GNN Applications#

# library setup
import numpy as np
from sklearn.manifold import TSNE
import torch
import torch.nn.functional as F
from torch.nn import Linear
from torch_geometric.nn import GCNConv,ChebConv, GATConv
from torch_geometric.datasets import KarateClub, Planetoid
from torch_geometric.transforms import NormalizeFeatures
from torch_geometric.utils import to_dense_adj
from torch_geometric.loader import DataLoader
from torch_geometric.utils import to_networkx
import graphviz
import networkx as nx
%matplotlib inline
%config InlineBackend.figure_format = 'retina'
import matplotlib.pyplot as plt
import os

Domains of Applications#

Visualization Example

Jazz Musicians Network. Source: DataCamp

Social Networks:#

SNAP Datasets: Stanford Network Analysis Project provides a collection of social network datasets, including friendship networks (e.g., Facebook, Pokec) and citation networks (e.g., Cora, Citeseer). These are excellent for recommendation systems, community detection, and information diffusion tasks.

Knowledge Graphs:#

WordNet: A lexical database for English that can be represented as a knowledge graph. It’s useful for tasks like knowledge graph completion and relation extraction.

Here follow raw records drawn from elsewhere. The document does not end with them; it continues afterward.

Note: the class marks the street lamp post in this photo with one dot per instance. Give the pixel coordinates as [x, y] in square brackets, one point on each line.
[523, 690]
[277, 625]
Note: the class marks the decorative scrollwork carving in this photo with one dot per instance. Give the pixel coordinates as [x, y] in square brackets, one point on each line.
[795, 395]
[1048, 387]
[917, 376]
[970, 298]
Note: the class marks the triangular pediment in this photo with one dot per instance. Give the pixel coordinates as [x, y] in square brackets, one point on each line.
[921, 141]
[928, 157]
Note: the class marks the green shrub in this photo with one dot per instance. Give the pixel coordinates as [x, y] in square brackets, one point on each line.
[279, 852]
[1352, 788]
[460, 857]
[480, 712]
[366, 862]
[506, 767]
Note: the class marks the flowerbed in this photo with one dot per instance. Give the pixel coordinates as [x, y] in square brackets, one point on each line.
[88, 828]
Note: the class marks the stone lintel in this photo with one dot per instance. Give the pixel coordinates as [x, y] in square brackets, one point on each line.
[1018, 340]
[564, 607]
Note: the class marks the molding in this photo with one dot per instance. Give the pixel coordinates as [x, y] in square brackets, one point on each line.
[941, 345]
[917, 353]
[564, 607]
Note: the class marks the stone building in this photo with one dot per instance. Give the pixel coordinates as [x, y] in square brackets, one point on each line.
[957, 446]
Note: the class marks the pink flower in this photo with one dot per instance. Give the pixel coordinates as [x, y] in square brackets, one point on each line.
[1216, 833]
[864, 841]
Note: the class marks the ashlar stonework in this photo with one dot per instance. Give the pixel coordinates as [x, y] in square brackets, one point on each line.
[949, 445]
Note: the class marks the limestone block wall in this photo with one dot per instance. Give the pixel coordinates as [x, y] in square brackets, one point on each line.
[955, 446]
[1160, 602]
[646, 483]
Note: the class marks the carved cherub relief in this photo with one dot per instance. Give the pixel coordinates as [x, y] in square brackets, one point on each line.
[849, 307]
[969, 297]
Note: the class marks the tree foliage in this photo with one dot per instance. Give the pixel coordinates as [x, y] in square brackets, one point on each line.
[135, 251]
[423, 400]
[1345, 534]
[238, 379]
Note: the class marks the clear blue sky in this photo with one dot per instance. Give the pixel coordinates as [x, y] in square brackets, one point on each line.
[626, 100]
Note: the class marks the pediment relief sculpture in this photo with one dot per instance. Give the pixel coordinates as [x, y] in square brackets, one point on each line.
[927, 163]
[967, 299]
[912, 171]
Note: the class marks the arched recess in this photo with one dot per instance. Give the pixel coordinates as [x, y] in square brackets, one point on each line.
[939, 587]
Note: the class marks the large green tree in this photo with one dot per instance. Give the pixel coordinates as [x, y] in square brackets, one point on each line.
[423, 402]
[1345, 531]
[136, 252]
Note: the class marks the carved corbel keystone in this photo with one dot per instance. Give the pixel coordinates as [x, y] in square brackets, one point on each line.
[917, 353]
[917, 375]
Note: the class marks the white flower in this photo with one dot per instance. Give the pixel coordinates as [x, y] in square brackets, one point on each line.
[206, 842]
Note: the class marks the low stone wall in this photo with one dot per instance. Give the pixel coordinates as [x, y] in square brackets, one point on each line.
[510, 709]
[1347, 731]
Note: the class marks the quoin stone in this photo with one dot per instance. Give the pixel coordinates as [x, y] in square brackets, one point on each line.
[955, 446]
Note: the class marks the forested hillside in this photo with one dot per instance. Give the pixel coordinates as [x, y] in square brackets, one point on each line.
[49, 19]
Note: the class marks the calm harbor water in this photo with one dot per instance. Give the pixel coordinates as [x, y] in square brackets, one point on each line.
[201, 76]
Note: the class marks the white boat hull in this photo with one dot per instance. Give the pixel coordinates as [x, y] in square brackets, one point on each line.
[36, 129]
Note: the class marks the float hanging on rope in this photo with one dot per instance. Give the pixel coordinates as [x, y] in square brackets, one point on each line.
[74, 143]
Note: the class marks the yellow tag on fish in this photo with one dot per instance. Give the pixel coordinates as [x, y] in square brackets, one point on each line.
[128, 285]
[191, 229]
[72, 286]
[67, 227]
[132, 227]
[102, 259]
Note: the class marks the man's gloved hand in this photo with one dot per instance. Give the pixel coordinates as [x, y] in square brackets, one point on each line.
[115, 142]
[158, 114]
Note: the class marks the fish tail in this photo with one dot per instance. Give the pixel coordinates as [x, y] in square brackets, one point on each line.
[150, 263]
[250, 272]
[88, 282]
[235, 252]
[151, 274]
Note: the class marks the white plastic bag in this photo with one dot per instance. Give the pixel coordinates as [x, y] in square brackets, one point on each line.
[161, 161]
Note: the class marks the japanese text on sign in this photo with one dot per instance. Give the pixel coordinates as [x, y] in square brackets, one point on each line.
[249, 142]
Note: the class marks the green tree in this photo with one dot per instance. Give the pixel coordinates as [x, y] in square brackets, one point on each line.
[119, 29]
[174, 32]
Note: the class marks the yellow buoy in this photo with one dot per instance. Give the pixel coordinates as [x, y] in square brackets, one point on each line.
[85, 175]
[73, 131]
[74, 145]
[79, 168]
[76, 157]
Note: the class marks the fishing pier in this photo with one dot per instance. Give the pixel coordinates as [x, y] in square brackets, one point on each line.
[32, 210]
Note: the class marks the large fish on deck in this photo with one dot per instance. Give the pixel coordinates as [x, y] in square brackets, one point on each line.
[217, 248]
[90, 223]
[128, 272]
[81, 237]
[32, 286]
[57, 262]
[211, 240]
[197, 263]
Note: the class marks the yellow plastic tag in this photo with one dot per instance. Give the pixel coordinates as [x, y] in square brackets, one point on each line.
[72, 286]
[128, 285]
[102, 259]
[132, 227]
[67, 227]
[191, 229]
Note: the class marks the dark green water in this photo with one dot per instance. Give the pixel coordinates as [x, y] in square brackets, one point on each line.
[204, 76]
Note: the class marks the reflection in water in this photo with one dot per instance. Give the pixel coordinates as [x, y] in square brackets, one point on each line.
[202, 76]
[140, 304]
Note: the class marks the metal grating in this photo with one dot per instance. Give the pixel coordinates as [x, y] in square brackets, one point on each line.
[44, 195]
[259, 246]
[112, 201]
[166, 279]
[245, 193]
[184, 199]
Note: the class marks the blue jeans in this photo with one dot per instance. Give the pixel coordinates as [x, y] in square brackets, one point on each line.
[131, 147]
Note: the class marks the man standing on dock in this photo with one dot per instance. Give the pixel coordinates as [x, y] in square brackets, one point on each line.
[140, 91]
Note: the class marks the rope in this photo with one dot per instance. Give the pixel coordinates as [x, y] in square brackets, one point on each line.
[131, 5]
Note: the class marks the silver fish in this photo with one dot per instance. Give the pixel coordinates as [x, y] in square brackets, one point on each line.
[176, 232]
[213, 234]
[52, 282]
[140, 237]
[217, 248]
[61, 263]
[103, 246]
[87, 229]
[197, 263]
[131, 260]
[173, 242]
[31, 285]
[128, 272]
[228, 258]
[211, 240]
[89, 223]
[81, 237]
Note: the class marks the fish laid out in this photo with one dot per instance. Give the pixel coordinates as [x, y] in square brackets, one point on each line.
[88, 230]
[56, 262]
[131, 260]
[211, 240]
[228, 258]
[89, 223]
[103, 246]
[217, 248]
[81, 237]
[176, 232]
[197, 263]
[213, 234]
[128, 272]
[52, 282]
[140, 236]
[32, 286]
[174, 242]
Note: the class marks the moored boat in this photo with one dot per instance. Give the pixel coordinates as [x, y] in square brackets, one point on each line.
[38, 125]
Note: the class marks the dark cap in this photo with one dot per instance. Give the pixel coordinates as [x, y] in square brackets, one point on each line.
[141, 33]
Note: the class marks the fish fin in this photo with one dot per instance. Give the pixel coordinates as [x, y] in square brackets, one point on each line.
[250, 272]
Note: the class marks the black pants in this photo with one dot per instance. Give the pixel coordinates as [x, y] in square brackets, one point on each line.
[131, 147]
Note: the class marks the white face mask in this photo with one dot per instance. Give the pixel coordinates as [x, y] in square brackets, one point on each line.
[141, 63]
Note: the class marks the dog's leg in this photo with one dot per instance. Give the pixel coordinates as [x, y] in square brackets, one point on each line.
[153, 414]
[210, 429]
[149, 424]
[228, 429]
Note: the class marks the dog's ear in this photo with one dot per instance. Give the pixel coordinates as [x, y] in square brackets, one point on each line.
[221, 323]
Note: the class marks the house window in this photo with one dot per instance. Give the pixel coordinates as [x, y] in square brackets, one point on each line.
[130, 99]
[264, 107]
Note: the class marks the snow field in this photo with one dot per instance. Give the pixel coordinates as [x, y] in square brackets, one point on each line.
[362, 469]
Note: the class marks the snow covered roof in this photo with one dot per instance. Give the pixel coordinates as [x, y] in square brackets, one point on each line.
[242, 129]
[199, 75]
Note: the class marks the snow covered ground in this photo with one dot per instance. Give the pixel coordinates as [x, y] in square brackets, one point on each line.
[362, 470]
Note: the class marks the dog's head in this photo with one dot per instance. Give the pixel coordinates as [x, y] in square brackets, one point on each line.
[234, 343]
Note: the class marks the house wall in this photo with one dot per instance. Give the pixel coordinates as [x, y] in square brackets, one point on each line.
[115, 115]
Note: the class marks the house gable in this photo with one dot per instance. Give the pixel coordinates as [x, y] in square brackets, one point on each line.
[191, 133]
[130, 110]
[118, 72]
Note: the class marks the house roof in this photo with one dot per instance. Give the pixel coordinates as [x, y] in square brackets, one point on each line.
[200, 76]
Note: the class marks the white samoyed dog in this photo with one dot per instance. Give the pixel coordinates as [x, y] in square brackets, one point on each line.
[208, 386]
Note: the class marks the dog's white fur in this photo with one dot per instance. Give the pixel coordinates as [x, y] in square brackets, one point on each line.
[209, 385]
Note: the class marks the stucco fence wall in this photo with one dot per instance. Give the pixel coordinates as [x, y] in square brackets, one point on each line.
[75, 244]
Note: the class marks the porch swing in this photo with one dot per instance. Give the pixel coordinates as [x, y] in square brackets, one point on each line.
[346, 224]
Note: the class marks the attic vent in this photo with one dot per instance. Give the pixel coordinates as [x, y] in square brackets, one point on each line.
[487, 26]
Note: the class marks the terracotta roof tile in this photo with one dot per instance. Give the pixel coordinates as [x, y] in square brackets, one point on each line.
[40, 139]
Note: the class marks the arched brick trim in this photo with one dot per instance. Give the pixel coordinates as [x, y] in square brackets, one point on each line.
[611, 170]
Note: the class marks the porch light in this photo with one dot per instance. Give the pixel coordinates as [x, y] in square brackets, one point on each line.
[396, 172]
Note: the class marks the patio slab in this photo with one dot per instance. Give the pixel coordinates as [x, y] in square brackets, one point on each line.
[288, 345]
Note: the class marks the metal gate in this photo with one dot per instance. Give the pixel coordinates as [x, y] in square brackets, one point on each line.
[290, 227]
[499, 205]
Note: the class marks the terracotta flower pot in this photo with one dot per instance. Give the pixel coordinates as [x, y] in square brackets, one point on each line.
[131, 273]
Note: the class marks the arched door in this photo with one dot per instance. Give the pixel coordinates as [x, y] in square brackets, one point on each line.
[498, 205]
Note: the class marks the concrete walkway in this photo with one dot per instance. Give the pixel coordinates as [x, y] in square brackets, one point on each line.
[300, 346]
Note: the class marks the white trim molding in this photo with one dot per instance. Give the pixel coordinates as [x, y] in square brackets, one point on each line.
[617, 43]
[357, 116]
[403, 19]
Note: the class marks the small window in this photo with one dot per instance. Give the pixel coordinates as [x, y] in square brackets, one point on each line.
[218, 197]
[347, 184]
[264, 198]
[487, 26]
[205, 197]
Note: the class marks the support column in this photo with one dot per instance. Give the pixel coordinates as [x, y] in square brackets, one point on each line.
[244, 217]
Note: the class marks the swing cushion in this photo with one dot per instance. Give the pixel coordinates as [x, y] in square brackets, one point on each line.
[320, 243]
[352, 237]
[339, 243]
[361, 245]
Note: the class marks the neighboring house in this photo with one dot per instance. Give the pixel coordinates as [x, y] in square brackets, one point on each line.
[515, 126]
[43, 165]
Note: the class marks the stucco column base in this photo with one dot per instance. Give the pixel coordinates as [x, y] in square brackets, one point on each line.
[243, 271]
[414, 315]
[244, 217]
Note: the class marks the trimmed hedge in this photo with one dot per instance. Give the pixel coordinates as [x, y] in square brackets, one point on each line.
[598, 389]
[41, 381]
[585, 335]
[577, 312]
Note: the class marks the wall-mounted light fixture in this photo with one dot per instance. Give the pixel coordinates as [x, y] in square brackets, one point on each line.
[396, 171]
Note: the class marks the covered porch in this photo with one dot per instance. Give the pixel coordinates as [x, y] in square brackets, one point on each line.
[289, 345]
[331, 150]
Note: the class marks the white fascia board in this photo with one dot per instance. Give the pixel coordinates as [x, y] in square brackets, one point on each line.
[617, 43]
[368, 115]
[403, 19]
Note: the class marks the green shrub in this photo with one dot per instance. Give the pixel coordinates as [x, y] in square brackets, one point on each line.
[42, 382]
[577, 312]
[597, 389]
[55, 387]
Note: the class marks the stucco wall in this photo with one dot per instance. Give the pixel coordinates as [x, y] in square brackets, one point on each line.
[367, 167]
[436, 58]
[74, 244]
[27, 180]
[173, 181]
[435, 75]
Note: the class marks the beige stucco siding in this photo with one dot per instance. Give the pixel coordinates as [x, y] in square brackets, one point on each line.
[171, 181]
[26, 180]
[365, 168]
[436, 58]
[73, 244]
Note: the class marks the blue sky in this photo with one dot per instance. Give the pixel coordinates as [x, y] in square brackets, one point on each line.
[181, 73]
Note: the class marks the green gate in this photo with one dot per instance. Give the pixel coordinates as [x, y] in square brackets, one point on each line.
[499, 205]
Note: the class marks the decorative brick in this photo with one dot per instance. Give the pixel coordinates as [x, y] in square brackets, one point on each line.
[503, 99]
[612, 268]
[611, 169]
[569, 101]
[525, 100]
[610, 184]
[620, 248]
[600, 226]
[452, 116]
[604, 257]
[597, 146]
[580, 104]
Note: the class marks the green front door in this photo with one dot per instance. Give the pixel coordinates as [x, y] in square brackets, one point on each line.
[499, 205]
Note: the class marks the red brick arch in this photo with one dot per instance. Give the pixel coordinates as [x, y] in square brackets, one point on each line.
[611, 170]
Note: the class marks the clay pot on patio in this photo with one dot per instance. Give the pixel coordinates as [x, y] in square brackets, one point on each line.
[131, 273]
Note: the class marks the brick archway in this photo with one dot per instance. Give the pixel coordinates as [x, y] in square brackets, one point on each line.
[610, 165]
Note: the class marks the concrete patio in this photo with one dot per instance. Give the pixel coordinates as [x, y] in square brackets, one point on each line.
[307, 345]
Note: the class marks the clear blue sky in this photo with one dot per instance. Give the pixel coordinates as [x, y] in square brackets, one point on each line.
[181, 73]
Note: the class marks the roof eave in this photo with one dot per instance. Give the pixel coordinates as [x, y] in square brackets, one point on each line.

Freebase: A large collaborative knowledge base containing general facts about the world. Though it’s no longer actively maintained, it’s still valuable for research.

Chemistry and Drug Discovery:#

PubChem: A public database of chemical molecules and their properties. It’s widely used for molecular property prediction and drug discovery research.

ChEMBL: A manually curated database of bioactive molecules with drug-like properties. It’s valuable for drug-target interaction prediction and other tasks in drug discovery.

Traffic Prediction:#

PeMS: California Department of Transportation Performance Measurement System provides traffic data from sensors on highways, which can be used for traffic flow forecasting.

Cross-References and Citations:#

Cora Dataset: Commonly used for node classification tasks in GNNs. It consists of scientific publications categorized into different topics.

Reddit Datasets: Various datasets based on Reddit interactions, which can be used for graph-based machine learning tasks.

Open Graph Benchmark (OGB): A collection of benchmark datasets for graph machine learning tasks, including node classification, link prediction, and graph classification. Additionally, many research papers in the GNN field often provide access to their datasets for reproducibility and further research. You can find these in the supplementary materials or appendices of the papers.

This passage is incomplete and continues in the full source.